AssertionError: Paged kv cache is enabled, the kv_cache_block_pointers tensor shall not be None
I'm trying to run this PR, but I'm getting an assertion error when running the
build.pyscript even without weight-only quantization (with FP32 too). Couldn't figure out the reason.
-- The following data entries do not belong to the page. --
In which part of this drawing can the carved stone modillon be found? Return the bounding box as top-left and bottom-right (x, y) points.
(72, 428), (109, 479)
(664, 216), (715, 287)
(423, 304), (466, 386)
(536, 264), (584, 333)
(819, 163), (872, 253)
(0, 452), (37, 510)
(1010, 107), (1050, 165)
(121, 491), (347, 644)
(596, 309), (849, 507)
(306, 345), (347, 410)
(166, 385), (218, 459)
Development GPU is RTX 3090. Do you have any idea why?Traceback (most recent call last): File "/root/tensorrt-llm/examples/enc_dec/build.py", line 635, in <module> run_build(component='decoder') File "/root/tensorrt-llm/examples/enc_dec/build.py", line 626, in run_build build(0, args) File "/root/tensorrt-llm/examples/enc_dec/build.py", line 581, in build engine = build_rank_engine(builder, builder_config, engine_name, File "/root/tensorrt-llm/examples/enc_dec/build.py", line 512, in build_rank_engine tllm_model(*inputs) File "/opt/conda/lib/python3.10/site-packages/tensorrt_llm/module.py", line 40, in __call__ output = self.forward(*args, **kwargs) File "/opt/conda/lib/python3.10/site-packages/tensorrt_llm/models/enc_dec/model.py", line 960, in forward hidden_states = decoder_layer( File "/opt/conda/lib/python3.10/site-packages/tensorrt_llm/module.py", line 40, in __call__ output = self.forward(*args, **kwargs) File "/opt/conda/lib/python3.10/site-packages/tensorrt_llm/models/enc_dec/model.py", line 400, in forward attention_output = self.self_attention( File "/opt/conda/lib/python3.10/site-packages/tensorrt_llm/module.py", line 40, in __call__ output = self.forward(*args, **kwargs) File "/opt/conda/lib/python3.10/site-packages/tensorrt_llm/layers/attention.py", line 741, in forward context, past_key_value = gpt_attention( File "/opt/conda/lib/python3.10/site-packages/tensorrt_llm/graph_rewriting.py", line 561, in wrapper outs = f(*args, **kwargs) File "/opt/conda/lib/python3.10/site-packages/tensorrt_llm/functional.py", line 3778, in gpt_attention assert kv_cache_block_pointers is not None, "Paged kv cache is enabled, the kv_cache_block_pointers tensor shall not be None" AssertionError: Paged kv cache is enabled, the kv_cache_block_pointers tensor shall not be None
@monatis Can you confirm what version of tensorrt_llm you are building this with? And did you rebuild the library from source before running this script? I am just trying to see if your version of trt-llm is newer than what I tested with, since I was not aware there was paged KV cache support for encoder-decoder when I wrote this.
@eycheung It was pre-released 0.9.0. Now I'll try to extract EncDec module to my user scripts and then modify examples to import it instead, bringing your PR and the latest commit in main together.
Great, thank you @monatis ! Sorry i could not help with this specific issue though.